The June Summer Solstice Is Coming — Here's How To Observe It
The official start of summer is just around the corner!
The official start of summer is a short few weeks away. It’s certainly a stressful time of year — suddenly, the kids are home asking you a million questions while you’re trying to get your work done — but there’s little to hate about long, hot days and popsicles. But before the long road trips or the weekends at the lake, first up is the Summer Solstice, the official start of summer. Here’s everything you need to know including when the Summer Solstice is and how you can observe your day, if that’s your sort of thing.
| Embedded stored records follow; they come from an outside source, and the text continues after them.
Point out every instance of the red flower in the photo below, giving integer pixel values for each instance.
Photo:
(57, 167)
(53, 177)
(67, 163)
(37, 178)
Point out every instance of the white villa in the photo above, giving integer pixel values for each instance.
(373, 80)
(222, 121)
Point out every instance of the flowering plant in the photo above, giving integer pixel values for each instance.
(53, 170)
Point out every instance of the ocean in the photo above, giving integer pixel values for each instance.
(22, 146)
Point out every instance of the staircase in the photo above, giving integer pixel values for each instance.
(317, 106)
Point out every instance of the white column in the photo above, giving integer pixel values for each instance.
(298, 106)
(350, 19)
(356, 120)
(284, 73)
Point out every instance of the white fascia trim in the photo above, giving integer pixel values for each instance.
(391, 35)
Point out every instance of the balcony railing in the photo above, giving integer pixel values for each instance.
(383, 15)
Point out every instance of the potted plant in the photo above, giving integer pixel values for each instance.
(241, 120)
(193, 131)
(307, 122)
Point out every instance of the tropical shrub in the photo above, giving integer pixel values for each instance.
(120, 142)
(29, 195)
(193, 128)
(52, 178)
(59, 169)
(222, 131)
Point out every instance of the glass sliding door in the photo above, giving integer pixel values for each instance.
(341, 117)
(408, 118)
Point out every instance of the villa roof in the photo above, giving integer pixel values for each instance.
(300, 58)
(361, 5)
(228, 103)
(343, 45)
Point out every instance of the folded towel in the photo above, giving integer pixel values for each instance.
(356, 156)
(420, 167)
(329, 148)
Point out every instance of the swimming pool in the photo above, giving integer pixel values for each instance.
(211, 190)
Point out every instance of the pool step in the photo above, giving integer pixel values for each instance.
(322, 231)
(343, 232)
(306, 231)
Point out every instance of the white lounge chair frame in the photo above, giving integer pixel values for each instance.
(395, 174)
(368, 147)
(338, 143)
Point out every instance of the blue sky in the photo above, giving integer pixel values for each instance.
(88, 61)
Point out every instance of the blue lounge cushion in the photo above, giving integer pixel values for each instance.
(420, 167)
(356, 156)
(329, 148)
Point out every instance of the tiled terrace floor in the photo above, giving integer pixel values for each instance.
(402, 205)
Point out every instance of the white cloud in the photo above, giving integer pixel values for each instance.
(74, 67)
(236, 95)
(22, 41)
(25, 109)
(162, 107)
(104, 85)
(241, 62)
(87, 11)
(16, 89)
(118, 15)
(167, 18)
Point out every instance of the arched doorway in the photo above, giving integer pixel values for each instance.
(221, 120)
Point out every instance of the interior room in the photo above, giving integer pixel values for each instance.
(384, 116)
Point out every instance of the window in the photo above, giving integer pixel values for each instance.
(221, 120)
What is the Summer Solstice?
The first official day of summer is actually not a set date on the calendar. That’s why it tends to fluctuate between a couple of dates in June, typically between June 20 and June 22. According to definitions of the summer solstice, the first day of summer happens when the Sun travels the longest through the sky, meaning there’s a day or two where we have more daylight than any other day of the year.
That date is what marks the definition of summer, according to astronomists. We’ll be in the throes of summer until late September when we experience the autumnal equinox. At that time, the sun will shine directly on the equator which means both the southern and northern hemispheres get the same amount of sun rays – and with it, more even temperatures than the hot summer or cold winters.
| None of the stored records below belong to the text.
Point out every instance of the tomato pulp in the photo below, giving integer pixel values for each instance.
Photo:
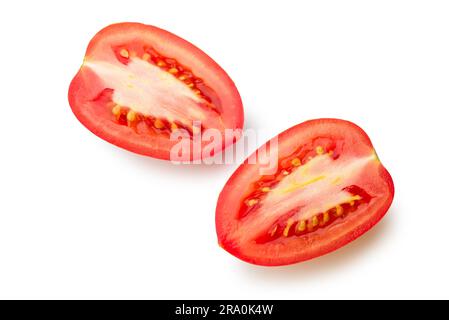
(329, 189)
(139, 83)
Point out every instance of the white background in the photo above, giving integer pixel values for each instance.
(80, 218)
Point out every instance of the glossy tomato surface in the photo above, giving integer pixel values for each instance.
(138, 84)
(328, 189)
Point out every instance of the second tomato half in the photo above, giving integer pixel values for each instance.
(327, 189)
(138, 84)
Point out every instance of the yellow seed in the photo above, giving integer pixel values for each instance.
(124, 53)
(287, 228)
(315, 221)
(338, 210)
(252, 202)
(326, 217)
(173, 71)
(301, 226)
(296, 162)
(158, 124)
(131, 116)
(116, 110)
(273, 231)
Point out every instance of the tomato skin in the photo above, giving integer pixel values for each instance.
(291, 250)
(86, 84)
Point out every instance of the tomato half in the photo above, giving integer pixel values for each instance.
(329, 189)
(139, 83)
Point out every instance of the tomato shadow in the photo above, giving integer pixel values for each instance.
(329, 263)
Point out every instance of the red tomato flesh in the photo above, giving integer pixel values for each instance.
(139, 83)
(329, 189)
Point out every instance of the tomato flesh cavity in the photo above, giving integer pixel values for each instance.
(138, 84)
(329, 188)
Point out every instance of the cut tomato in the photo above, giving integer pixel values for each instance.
(329, 189)
(139, 83)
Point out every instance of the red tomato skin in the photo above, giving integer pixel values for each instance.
(224, 201)
(232, 108)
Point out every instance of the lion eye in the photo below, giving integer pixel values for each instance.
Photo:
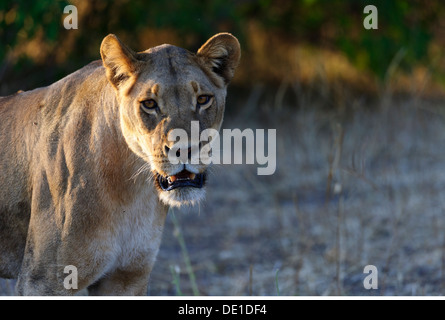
(203, 100)
(148, 105)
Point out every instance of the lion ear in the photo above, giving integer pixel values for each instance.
(120, 61)
(221, 54)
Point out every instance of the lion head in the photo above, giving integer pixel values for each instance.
(165, 88)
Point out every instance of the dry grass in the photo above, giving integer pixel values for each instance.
(351, 189)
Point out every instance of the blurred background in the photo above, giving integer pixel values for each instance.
(360, 128)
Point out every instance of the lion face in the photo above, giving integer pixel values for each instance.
(166, 88)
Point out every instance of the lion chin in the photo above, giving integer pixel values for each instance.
(182, 188)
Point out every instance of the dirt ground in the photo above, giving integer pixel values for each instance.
(351, 189)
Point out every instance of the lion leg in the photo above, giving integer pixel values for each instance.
(122, 283)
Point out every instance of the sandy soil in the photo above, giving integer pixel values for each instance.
(351, 189)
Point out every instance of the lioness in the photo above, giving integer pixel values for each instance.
(86, 180)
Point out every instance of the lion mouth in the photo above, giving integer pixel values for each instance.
(180, 180)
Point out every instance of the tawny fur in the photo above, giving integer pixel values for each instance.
(78, 162)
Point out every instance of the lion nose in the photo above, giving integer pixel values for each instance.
(178, 151)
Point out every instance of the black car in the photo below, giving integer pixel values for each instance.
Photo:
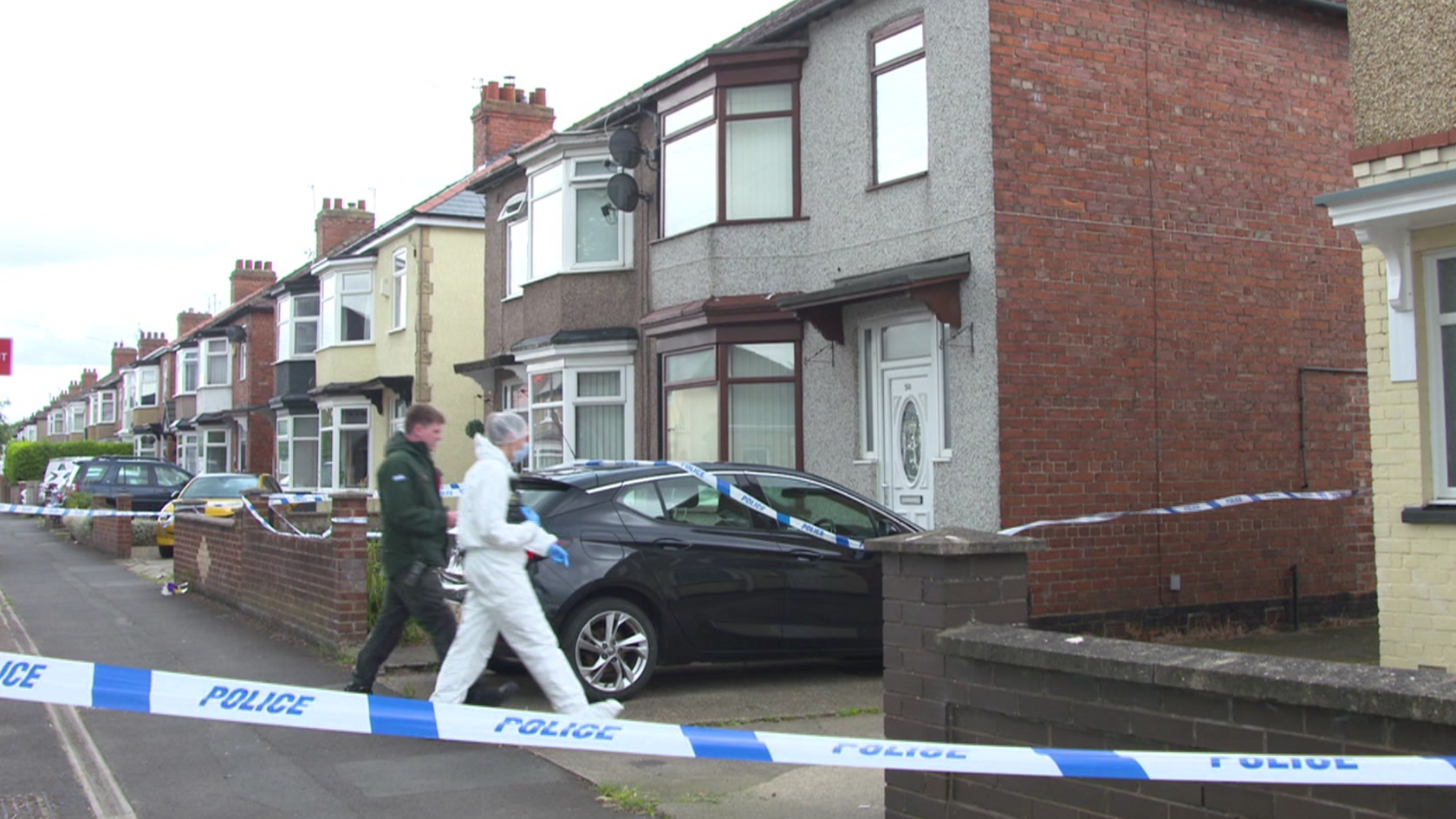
(150, 481)
(666, 570)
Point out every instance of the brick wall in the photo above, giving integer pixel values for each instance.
(1164, 276)
(991, 684)
(315, 588)
(111, 535)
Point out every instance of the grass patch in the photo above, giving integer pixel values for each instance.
(629, 799)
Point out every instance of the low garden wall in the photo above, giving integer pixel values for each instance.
(315, 588)
(959, 667)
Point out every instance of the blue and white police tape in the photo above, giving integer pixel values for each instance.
(738, 496)
(64, 512)
(1190, 508)
(95, 686)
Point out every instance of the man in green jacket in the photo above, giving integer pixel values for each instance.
(413, 549)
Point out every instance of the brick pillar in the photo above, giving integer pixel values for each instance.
(350, 541)
(933, 582)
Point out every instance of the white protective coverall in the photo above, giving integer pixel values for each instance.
(500, 598)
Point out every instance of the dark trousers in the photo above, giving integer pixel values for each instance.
(424, 601)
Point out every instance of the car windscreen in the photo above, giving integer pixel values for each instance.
(220, 485)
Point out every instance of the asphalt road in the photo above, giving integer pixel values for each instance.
(68, 601)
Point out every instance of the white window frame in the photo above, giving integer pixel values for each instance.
(900, 60)
(698, 141)
(214, 348)
(289, 322)
(331, 423)
(190, 369)
(211, 440)
(528, 251)
(331, 305)
(188, 452)
(398, 290)
(1443, 483)
(569, 363)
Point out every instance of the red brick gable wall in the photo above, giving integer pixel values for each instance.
(1162, 277)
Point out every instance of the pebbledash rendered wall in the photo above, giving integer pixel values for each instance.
(959, 666)
(315, 588)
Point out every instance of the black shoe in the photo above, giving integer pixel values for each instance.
(482, 694)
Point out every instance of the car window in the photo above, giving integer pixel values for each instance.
(642, 498)
(692, 502)
(822, 506)
(171, 477)
(134, 474)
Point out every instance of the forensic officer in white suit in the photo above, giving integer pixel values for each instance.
(498, 594)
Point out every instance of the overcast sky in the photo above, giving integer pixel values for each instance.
(150, 145)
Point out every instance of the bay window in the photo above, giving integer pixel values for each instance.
(344, 446)
(297, 325)
(346, 308)
(731, 153)
(216, 363)
(297, 452)
(901, 141)
(732, 402)
(396, 289)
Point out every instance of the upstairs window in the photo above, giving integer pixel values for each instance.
(147, 387)
(755, 172)
(396, 288)
(346, 308)
(216, 363)
(188, 370)
(901, 134)
(297, 327)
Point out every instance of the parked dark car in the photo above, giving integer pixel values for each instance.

When is the Summer Solstice?
For 2022, the official start of summer and the Summer Solstice will arrive on Tuesday, June 21, at 5:14 am EDT, according to the Farmer’s Almanac.
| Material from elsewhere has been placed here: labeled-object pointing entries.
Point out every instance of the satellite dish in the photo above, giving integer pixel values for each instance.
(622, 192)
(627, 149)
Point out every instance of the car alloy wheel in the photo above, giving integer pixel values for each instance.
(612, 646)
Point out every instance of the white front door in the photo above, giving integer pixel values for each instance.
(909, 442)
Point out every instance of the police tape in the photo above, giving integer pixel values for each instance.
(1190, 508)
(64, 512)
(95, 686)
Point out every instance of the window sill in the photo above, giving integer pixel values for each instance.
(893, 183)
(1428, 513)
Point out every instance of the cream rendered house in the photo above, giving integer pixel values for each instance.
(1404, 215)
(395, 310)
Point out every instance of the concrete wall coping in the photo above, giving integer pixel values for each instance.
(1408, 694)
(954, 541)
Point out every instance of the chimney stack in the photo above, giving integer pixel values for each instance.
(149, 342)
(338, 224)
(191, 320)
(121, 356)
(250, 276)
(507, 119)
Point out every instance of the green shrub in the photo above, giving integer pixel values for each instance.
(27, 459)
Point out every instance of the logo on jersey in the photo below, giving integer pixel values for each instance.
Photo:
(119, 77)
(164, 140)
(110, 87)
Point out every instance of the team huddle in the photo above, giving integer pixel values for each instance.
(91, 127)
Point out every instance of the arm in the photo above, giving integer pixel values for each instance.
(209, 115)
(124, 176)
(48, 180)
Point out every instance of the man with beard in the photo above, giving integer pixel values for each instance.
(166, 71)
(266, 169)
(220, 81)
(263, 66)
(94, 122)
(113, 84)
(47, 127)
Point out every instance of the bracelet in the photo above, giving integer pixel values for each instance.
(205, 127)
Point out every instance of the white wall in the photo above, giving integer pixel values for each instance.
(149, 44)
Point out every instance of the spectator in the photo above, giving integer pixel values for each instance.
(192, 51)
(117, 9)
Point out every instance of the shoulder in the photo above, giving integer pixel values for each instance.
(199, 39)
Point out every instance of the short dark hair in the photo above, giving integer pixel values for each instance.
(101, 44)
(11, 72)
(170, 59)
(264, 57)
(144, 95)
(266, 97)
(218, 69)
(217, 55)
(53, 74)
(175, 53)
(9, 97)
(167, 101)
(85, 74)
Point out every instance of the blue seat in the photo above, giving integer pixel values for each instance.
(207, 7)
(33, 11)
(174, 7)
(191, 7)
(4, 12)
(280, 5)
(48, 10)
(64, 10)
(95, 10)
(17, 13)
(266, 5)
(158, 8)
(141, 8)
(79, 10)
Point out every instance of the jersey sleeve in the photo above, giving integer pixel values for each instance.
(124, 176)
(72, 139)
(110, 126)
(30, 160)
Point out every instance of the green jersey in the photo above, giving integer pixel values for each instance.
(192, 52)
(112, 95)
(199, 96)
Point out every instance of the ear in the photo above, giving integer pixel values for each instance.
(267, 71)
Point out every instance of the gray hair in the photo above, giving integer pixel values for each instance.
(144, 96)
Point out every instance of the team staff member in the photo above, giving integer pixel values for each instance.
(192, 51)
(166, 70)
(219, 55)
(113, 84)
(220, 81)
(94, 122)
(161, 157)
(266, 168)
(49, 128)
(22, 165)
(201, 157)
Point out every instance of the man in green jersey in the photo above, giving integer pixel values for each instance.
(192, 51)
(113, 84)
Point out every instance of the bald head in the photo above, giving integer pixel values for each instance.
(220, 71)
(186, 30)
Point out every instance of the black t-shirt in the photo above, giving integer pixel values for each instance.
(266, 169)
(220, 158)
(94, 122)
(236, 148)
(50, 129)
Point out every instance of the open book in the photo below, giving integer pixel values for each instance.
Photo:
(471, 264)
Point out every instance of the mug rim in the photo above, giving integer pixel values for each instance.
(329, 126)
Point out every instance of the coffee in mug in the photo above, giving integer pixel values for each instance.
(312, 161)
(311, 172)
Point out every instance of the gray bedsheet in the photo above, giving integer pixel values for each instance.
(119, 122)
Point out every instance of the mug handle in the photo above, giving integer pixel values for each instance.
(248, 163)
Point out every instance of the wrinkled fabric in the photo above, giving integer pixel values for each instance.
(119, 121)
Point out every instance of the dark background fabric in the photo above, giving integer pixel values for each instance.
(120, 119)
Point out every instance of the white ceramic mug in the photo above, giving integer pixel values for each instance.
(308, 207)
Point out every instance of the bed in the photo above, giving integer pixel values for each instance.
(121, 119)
How do you observe the Summer Solstice?
The Summer Solstice is more than just a date on the calendar, it’s something that can be seen in nature as well. According to EarthSky, people who live in the Northern Hemisphere can see some of the subtle signs of the Summer Solstice if they know where to look.
“You might notice the early dawns and late sunsets, and the high arc of the sun across the sky each day,” the publication shares. “You might see how high the sun appears in the sky at local noon. And also be sure to look at your noontime shadow. Around the time of the solstice, it’s your shortest noontime shadow of the year.”